Re: Capitalizations (Was: Re: Capitals in Greek (was: Re: Workshops Review #4))
From: | Mike Ellis <nihilsum@...> |
Date: | Thursday, January 16, 2003, 6:48 |
H. S. Teoh <hsteoh@...> zduais':
>Ebisedian's writing system, sanoki', is semi-syllabic: consonants are
>written with "full glyphs", and vowels following a consonant are written
>as diacritics on the consonant; standalone vowels have a full-glyph
>version. All full glyphs have 4 forms: a regular, non-prominent form, a
>somewhat prominent end-of-word form, a prominent end-of-sentence form, and
>a very embellished end-of-paragraph form.
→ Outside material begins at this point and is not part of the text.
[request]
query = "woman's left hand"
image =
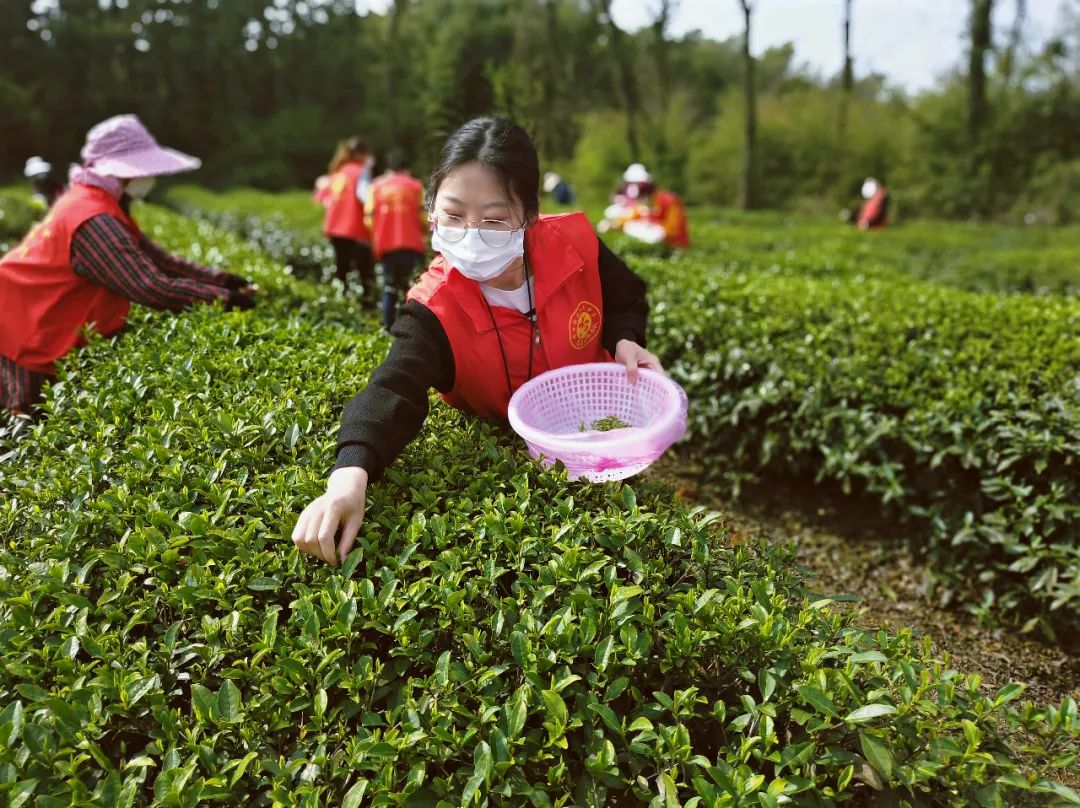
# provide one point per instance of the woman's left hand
(630, 353)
The writing has no spaces; words
>are liberally broken across lines (since the glyph form of the final
>syllable makes it clear where a word ends).
>
>In other words, instead of capitalizing the initial letters in a sentence,
>like English, sanoki' "capitalizes" the *end* of something: a word, a
>sentence, or a paragraph. (Incidentally, this means there are 4 levels of
>"capitalizations" as opposed to only two; although the embellished glyphs
>are mainly just ligatures of the regular glyphs with end-of-word/sentence/
>paragraph "squiggles".)
I've seen mention of sanoki' before, but I can't find anything about it. Do
you have a link or something so I could see the script?